A) Hydrogels are formed between thiolated hyaluronic acid and baricitinib, where thioimidate adducts and disulfide crosslinks form simultaneously. Upon material deposition, thioimidate bonds reverse to release baricitinib into the surrounding environment. B) Shear oscillatory rheometry over 24 hours demonstrating crosslinking of polymers into hydrogels (~100 Pa) with and without baricitinib which occur over the course of 24 hours. Frequency sweeps demonstrate classic viscoelastic behavior of materials. C) Mechanical properties of hydrogels and baricitinib hydrogels measured by shear oscillatory rheometry (0.5% strain, 10 Hz) demonstrate comparable properties, n=3 per group, mean ± SD.

Figure 6.. Baricitinib release and ultraviolet spectrometry.

A) Quantification of baricitinib aromatic absorption in ultraviolet A and B range (280–400 nm) demonstrating highest absorption in the ultraviolet B range. Subsequent plotting of absorbance against dose demonstrates linear absorption at 300 nm leads to linear equation (y = 0.01344x + 0.4769, R² = 0.9992). B) Measuring baricitinib release at 300 nm against a standard curve allows quantification of baricitinib release from hydrogel formulations. Tunable release is exhibited over the course of six weeks with release dependent on material formulation. *p<0.05 between groups at each timepoint, n=3 per timepoint, mean ± SD. C) Release curves for hydrogels assembled at 0.2 mg/mL or 2 mg/mL baricitinib loaded (2 wt% hydrogel, 30% thiol modification).

Figure 7.. Validation of baricitinib activity on JAK/STAT signaling using a HEK293 luciferase reporter.

A) HEK293 cell line with the firefly luciferase gene under the control of Interferon Stimulated Response Element (ISRE) where type I interferon-induced JAK/STAT signaling pathway in the target cells can be monitored by measuring luciferase activity. IFNα (EC₅₀ = 15 U/mL) leads to induction of luminescence, n=3 per group, mean ± SD. B) After stimulation with 100 U/mL IFNα, baricitinib leads to near complete silencing of luciferase activity, n=3 per group, mean ± SD. C) Schematic of experimental design demonstrating hydrogel incubation in saline with collection and replacement of releasate performed at regular intervals and then added directly to cells. D) Incubation of cells with 5 µL releasates demonstrates sustained JAK/STAT inhibition but only from the 2 mg/mL formulation, n=3 per group, mean ± SD, *p<0.05 between 0.2 mg/mL and 2 mg/mL. Incubation of cells with 20 µL of releasates demonstrates near complete inhibition of JAK/STAT signaling at all tested timepoints, n=3 per group, mean ± SD. Luminescence is normalized to signals from cells with IFNα.

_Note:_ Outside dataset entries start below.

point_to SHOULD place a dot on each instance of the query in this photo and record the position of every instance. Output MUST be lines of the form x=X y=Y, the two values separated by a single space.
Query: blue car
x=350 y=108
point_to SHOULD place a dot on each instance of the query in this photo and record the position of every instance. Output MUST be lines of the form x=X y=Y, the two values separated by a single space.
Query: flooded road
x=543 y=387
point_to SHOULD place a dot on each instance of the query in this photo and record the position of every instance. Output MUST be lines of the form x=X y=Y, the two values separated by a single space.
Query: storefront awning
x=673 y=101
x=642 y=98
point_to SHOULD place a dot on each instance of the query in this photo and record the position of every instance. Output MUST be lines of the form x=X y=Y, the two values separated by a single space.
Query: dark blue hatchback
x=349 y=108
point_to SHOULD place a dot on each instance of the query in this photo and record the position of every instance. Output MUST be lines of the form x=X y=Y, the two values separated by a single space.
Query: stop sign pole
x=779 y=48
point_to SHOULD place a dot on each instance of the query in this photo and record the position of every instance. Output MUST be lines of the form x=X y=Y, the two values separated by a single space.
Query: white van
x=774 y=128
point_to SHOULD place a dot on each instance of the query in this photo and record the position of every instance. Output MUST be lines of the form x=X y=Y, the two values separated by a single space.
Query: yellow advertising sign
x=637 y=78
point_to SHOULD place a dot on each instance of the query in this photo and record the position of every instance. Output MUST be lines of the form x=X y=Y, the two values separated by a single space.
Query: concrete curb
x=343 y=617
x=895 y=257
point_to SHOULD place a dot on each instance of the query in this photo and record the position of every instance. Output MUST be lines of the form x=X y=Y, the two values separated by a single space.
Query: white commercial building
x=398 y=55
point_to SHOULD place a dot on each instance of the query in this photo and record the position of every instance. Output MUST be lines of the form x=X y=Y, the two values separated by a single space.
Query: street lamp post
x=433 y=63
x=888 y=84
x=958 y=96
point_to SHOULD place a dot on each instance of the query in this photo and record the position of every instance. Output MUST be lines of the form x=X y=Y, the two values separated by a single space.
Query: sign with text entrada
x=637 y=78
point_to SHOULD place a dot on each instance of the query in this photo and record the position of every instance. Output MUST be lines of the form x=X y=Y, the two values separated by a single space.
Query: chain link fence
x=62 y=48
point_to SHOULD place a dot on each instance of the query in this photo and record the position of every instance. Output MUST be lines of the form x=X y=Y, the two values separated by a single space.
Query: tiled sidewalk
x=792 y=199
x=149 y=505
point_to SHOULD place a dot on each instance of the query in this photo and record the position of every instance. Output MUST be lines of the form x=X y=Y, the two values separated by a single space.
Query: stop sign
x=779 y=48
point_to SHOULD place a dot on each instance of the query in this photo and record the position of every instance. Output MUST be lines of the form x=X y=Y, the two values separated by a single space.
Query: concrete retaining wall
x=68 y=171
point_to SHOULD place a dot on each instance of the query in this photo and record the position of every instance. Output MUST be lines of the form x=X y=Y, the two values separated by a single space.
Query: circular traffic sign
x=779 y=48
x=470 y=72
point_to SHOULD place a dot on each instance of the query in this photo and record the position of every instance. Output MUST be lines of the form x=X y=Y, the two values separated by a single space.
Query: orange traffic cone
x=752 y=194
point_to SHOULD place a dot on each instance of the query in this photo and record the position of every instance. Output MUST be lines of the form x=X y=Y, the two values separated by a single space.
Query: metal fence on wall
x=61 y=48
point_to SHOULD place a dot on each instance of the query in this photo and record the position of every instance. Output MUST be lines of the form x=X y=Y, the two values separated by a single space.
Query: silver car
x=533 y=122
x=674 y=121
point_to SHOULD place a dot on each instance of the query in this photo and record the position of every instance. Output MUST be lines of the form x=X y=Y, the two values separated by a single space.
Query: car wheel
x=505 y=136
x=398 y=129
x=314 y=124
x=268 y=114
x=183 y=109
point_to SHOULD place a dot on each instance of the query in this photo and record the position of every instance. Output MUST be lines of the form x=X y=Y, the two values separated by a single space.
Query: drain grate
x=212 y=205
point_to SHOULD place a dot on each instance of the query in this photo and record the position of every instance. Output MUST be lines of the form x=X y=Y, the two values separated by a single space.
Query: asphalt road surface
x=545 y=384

Figure 8.. In vivo injections of baricitinib hydrogel in an imiquimod model of psoriasiform dermatitis.

A) Two 25 uL injections of baricitinib hydrogel or PBS, hydrogel alone, or baricitinib alone controls are injected into four spots in dorsal mouse skin. After injection, imiquimod is applied daily for five days to induce psoriasiform inflammation before sacrifice. B) Images of skin changes at five days and seven days. C) H&E sections and pSTAT3 demonstrating skin thickening and pSTAT3 nuclear expression in response to imiquimod application with reduced thickening and pSTAT3 expression seen in treatment groups. Scale = 100 µm. Epidermal keratinocytes are counterstained with keratin 14 (K14) to highlight the hyperplastic epidermis. D) Quantification of epidermal thickness at seven days by quantifying epidermal ROI divided by length. *p<0.05 by one-way ANOVA, n=6 for PBS, hydrogel, and baricitinib hydrogel groups, n=5 for control and baricitinib groups, mean ± SD.